1. A prestressed tendon traction head for prestressed construction, characterized in that, It includes a traction bolt connected to the steel strand and having multiple sets of mounting holes along the axial direction, a bearing housing fitted on the outside of the traction bolt and connected to the traction bolt, a rotating assembly mounted on the bearing housing and rotatingly engaged with the bearing housing, and a rotating lifting lug connected to the rotating assembly. One end of the rotating assembly passes through the bearing housing and is connected to the rotating lug at the end away from the traction bolt.

2. The threading head for use in prestressed construction according to claim 1, characterized in that The rotating assembly includes a pressure bearing housed within a bearing housing and a rotating bolt mounted on the pressure bearing, with one end passing through the pressure bearing housing and connected to a rotating lug.

3. The threading head for use in prestressed construction according to claim 2, characterized in that The bearing housing includes a sleeve fitted on the outside of the traction bolt and screwed together, and an end plate disposed at the end of the sleeve away from the traction bolt and integrally formed with the sleeve; the end plate is provided with a through hole for the end of the rotating bolt away from the traction bolt to pass through; the through hole is coaxially arranged with the sleeve.

4. The threading head for use in prestressed construction according to claim 3, characterized in that The traction bolt includes a threaded post that is screwed into the sleeve, and a disc located at the end of the threaded post away from the rotating component and coaxial with the threaded post; the mounting hole is located along the axial direction of the threaded post and passes through the traction bolt.

5. The threading head for use in prestressed construction according to claim 3, characterized in that A limiting component is provided inside the sleeve to restrict the movement of the rotating bolt along the sleeve axis.

6. A prestressed tendon traction head for prestressed construction according to claim 5, characterized in that, The limiting component includes an annular groove disposed inside the sleeve and above the disc, and an elastic limiting piece installed inside the annular groove and having elasticity; the annular groove is coaxially arranged with the sleeve.

7. A prestressed tendon traction head for prestressed construction according to claim 6, characterized in that, The elastic limiting piece has an arc-shaped structure, including an arc-shaped thin sheet and two sets of ear pieces disposed on the thin sheet and located on the inner side of the thin sheet.

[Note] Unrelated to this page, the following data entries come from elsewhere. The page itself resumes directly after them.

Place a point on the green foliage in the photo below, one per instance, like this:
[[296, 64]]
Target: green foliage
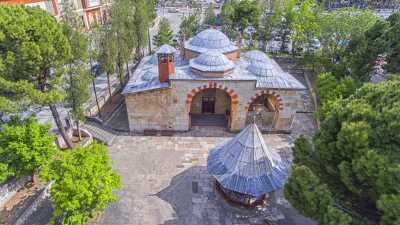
[[189, 26], [334, 216], [164, 35], [306, 26], [25, 147], [83, 184], [31, 43], [142, 18], [381, 39], [78, 85], [337, 29], [355, 153], [307, 194], [238, 15], [210, 18]]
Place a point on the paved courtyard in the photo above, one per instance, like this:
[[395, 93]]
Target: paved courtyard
[[165, 182]]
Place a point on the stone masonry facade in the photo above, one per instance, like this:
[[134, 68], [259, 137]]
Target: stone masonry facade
[[168, 109]]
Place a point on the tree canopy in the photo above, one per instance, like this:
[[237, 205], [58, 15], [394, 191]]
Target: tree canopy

8. A prestressed tendon traction head for prestressed construction according to claim 7, characterized in that, The width of the thin sheet is greater than the width of the annular groove.

9. A prestressed tendon traction head for prestressed construction according to claim 5, characterized in that, The rotating bolt includes a nut installed inside the sleeve and located on the side of the limiting assembly away from the traction bolt, a connecting part integrally formed with the nut and fitted inside the pressure bearing, and a connecting rod connected to the end of the connecting part away from the nut and provided with external threads.

10. A prestressed tendon traction head for prestressed construction according to claim 9, characterized in that, The rotating lug includes a lug seat that is screwed into the connecting rod, and a connecting rod that is connected to the end of the lug seat away from the connecting rod; a locking screw that abuts against the outer side of the connecting rod is installed on the lug seat.